It’s easy to get lost inside London’s sprawling 130-year-old Natural History Museum. In fact, it’s hard NOT to get lost, unless you really know where you’re going.
I never get tired of inspecting the towering dinosaur skeletons, the long display cases full of glittering gemstones and the rows upon rows of taxidermied animals — even if I do get a little turned around among them.
But now there is something new to admire. In an epic feat of whittling down, the museum’s curators have put together a sort of greatest hits of the museum’s 70 million specimens. Selecting just 22 extraordinary objects, many of which have never before been shown to the public, the curators have created the Treasures Gallery, a permanent exhibit that makes for riveting viewing.
Among the items on display are one of the few remaining first editions of Charles Darwin’s On the Origin of Species; a rare skeleton of a dodo, the large flightless bird that has been extinct since the 17th century; and a piece of a meteorite that plummeted from space into an English farmer’s back yard in 1795.
The process of choosing those 22 objects took more than two years of full-time work and involved consultations with experts from every corner of the museum.

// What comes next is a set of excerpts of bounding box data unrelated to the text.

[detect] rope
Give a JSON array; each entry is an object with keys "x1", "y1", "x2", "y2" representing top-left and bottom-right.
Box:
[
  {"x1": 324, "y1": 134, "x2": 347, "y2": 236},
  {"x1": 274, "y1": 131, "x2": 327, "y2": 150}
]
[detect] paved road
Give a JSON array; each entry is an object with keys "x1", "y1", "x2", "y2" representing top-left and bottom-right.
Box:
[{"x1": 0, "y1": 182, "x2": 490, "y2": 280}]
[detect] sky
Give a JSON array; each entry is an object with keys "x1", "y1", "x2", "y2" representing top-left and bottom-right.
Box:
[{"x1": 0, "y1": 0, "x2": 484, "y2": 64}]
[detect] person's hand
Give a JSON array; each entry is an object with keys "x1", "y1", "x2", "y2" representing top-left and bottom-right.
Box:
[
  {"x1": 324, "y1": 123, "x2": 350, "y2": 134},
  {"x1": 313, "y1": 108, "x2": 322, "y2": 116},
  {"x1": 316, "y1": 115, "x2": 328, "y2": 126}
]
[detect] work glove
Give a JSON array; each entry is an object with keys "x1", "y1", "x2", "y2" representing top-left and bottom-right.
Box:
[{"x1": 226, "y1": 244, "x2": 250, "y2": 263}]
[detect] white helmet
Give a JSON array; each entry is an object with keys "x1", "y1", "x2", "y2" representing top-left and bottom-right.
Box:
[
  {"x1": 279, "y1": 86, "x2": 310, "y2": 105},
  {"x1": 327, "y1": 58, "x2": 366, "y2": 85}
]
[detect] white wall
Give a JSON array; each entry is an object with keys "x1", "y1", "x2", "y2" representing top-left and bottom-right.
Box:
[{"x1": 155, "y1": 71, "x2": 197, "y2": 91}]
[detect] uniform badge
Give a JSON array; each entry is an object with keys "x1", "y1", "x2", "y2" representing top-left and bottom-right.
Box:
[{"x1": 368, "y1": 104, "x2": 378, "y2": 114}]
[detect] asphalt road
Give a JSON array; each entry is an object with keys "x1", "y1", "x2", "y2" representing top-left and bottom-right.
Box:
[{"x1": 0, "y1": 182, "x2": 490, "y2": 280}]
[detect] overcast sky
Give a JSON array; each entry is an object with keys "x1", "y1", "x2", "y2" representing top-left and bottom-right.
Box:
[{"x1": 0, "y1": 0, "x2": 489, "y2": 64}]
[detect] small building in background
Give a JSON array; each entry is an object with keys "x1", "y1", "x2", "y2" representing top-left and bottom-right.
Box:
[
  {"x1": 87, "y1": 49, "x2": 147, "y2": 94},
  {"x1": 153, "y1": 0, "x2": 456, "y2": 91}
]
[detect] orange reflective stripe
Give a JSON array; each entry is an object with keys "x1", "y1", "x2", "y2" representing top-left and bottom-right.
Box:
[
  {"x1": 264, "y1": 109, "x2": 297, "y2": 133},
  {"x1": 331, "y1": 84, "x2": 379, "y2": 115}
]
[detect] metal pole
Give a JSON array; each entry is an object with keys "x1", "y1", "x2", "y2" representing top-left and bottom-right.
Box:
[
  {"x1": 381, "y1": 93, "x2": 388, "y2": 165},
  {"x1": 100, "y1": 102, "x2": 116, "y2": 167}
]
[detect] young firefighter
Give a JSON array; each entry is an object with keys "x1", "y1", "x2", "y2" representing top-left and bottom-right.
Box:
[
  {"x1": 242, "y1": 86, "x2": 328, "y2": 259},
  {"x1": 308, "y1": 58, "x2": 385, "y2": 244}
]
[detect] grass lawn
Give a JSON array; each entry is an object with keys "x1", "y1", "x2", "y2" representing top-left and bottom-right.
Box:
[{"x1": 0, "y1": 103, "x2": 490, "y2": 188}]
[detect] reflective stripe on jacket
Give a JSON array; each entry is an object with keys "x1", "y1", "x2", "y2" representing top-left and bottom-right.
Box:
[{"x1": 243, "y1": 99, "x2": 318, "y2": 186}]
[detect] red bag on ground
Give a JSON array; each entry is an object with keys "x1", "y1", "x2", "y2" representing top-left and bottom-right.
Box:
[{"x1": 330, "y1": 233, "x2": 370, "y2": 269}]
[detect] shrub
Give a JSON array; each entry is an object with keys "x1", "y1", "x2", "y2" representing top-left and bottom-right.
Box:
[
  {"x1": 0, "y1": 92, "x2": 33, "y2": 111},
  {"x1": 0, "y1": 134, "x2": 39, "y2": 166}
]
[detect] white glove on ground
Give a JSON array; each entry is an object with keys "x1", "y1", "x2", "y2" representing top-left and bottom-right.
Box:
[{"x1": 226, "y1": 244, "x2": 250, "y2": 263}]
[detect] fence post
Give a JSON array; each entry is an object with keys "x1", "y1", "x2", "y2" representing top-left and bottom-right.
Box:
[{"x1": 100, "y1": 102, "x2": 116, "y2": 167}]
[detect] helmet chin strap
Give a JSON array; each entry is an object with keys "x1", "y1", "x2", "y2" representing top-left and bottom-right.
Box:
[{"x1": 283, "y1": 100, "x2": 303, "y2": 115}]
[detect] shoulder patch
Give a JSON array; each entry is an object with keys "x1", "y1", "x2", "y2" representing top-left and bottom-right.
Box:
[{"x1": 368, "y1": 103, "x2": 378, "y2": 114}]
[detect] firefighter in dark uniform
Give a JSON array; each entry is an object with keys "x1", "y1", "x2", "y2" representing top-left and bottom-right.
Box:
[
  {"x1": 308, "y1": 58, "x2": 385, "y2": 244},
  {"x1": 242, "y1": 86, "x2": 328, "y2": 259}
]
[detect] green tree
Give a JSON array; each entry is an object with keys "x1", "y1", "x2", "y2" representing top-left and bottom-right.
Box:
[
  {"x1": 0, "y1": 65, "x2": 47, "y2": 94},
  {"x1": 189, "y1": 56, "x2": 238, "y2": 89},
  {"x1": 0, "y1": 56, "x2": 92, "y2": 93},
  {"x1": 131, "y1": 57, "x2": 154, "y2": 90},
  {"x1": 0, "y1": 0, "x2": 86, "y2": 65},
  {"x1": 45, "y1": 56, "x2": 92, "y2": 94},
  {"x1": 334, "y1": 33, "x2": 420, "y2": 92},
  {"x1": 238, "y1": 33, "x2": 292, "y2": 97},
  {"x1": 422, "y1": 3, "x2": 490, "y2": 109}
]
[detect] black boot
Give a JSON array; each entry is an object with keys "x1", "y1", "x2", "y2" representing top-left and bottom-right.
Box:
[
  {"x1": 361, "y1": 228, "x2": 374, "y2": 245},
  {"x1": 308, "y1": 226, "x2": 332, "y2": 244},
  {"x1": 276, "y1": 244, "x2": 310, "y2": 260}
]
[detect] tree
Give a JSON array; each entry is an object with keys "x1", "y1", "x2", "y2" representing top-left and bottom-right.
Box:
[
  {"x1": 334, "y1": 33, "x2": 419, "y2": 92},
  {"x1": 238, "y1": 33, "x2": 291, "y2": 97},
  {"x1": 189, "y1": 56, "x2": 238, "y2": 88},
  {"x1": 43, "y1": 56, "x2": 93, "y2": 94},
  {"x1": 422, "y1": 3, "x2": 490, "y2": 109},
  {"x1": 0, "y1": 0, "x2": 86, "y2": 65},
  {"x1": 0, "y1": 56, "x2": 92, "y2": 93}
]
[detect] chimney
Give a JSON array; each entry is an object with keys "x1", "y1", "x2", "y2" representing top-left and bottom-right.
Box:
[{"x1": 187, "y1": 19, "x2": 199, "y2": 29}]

“It was a treasure hunt — going through all those secret little doors and hidden rooms all over the museum where the collections are stored,” said Tate Greenhalgh, an exhibition developer at the museum. In choosing which objects made the final cut, she was looking primarily for specimens that had made a meaningful contribution to science. But she was also looking for pieces that held social, cultural or historical significance; she wanted each of the objects to tell a story.
And those stories are precisely what make the Treasures Gallery, which is inside a single modestly sized room just off the museum’s central hall, such an engrossing exhibit to visit.

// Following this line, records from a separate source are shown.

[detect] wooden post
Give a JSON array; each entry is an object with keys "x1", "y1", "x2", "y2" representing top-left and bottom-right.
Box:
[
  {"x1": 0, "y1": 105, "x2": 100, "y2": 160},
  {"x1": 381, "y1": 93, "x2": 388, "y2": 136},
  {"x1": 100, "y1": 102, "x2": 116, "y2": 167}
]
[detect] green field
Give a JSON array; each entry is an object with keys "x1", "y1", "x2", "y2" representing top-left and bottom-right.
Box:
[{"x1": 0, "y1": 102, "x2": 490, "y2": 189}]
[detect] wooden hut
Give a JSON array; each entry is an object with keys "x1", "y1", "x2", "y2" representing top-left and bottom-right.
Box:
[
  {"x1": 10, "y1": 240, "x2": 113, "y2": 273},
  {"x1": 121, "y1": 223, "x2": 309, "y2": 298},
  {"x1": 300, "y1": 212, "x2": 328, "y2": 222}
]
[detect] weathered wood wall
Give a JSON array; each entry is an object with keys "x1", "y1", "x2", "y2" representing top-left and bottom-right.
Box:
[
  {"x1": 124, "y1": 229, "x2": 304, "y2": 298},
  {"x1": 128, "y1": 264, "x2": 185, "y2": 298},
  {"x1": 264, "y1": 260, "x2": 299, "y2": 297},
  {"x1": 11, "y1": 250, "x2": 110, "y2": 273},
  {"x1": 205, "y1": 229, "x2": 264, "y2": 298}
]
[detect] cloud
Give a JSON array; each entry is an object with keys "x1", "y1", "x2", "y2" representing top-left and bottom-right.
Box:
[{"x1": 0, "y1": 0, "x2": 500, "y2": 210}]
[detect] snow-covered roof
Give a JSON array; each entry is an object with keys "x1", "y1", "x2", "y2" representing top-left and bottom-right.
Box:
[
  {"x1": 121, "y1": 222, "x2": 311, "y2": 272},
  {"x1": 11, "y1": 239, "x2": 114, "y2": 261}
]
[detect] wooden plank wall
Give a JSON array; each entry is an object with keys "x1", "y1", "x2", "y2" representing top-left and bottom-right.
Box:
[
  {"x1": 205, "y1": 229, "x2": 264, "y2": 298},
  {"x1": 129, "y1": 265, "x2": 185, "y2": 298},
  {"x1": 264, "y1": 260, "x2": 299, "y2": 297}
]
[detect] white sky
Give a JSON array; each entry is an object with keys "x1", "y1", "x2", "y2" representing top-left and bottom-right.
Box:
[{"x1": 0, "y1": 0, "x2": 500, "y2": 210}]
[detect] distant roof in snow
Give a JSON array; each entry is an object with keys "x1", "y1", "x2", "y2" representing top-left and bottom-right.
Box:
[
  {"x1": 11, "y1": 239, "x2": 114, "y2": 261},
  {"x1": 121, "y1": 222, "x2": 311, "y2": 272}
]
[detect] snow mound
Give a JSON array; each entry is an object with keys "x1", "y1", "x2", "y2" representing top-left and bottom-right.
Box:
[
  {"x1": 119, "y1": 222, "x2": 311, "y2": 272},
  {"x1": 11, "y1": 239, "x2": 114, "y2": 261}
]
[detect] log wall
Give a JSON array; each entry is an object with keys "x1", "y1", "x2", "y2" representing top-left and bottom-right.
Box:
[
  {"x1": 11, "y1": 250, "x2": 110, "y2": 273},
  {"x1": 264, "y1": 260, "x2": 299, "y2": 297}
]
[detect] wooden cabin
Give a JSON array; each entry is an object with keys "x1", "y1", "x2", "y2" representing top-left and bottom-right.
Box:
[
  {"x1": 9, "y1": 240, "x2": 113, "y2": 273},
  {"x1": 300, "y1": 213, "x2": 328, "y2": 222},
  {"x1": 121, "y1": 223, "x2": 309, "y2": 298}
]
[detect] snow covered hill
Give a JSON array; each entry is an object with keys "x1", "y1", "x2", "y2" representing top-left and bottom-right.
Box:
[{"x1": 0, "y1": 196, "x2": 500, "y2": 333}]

One of the highlights is a fossil of the ancient animal Archaeopteryx, a flying dinosaur that clearly had feathers like a bird, but it also had teeth and a bony tail, like a lizard. Years later, scientists used this fossil to establish a definitive link between birds and dinosaurs.

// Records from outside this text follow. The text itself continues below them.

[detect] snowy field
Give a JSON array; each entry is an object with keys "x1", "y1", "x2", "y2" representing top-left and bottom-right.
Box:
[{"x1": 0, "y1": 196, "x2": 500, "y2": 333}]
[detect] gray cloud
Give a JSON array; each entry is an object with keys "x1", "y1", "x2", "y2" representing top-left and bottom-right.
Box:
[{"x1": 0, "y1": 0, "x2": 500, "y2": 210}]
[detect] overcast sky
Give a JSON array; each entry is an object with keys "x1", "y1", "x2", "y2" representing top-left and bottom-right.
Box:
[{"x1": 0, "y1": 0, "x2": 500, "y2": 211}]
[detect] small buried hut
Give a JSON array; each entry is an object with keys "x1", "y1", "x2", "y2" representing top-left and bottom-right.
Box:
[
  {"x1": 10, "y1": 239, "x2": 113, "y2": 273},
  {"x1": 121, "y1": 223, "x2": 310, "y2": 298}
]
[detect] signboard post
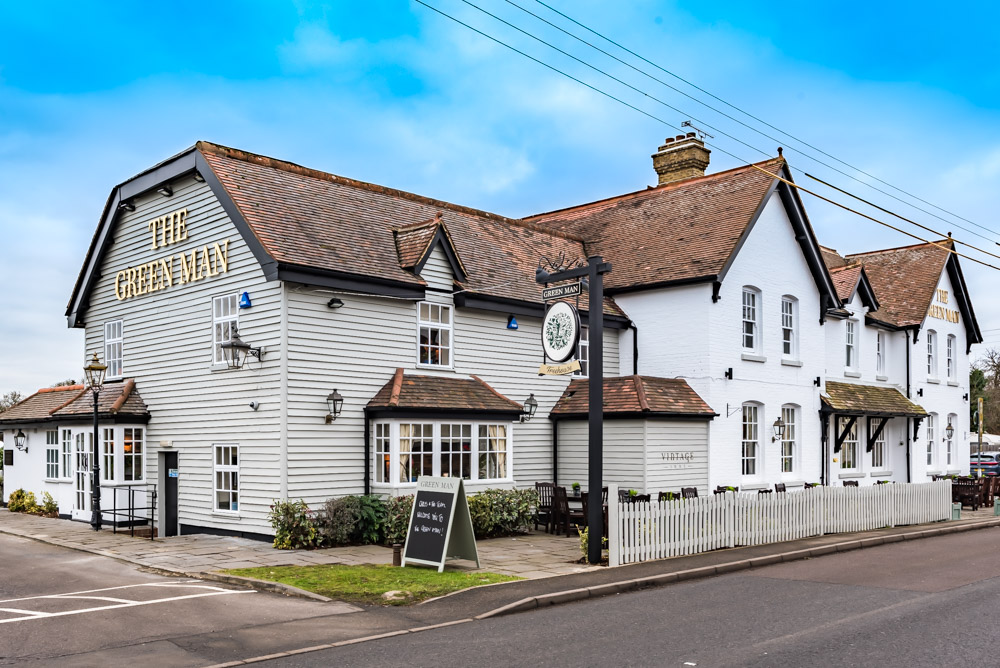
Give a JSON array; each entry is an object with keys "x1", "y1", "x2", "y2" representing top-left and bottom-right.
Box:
[{"x1": 403, "y1": 476, "x2": 479, "y2": 573}]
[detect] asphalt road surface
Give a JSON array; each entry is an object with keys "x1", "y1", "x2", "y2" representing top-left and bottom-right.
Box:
[
  {"x1": 262, "y1": 529, "x2": 1000, "y2": 668},
  {"x1": 0, "y1": 535, "x2": 357, "y2": 668}
]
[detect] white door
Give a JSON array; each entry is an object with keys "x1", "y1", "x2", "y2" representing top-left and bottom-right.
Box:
[{"x1": 72, "y1": 433, "x2": 94, "y2": 522}]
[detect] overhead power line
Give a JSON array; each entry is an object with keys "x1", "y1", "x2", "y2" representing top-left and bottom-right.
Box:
[
  {"x1": 415, "y1": 0, "x2": 1000, "y2": 271},
  {"x1": 532, "y1": 0, "x2": 1000, "y2": 240}
]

And then there’s my own favorite: the skull of a Barbary lion, which has been extinct in the wild for nearly 100 years. This particular skull has a royal pedigree: In 1937, it was unearthed by construction workers who were digging up the old moat of the Tower of London. Seventy years later, carbon dating pinned down the lion’s lifetime to sometime between 1280 and 1385. Back then, the lion would have been the highlight of the king’s personal zoo, which was housed inside the Tower for more than 600 years.
Bird lovers will enjoy John James Audubon’s prized Birds of America, a 435-plate tome published between 1827 and 1838 that is widely considered one of the world’s finest books on the avian species. Audubon’s brilliantly colored illustrations, which fill pages more than three feet high, depict birds at their true size and in natural poses.
Taken together, the 22 treasures add up to a fascinating — if somewhat scattershot — education in science, human history and the scope of human endeavor.
• Natural History Museum, Cromwell Road, London; 011-44-20-7942-5000; www.nhm.ac.uk. Open daily except Dec. 24-26, 10 a.m. to 5:50 p.m. Free.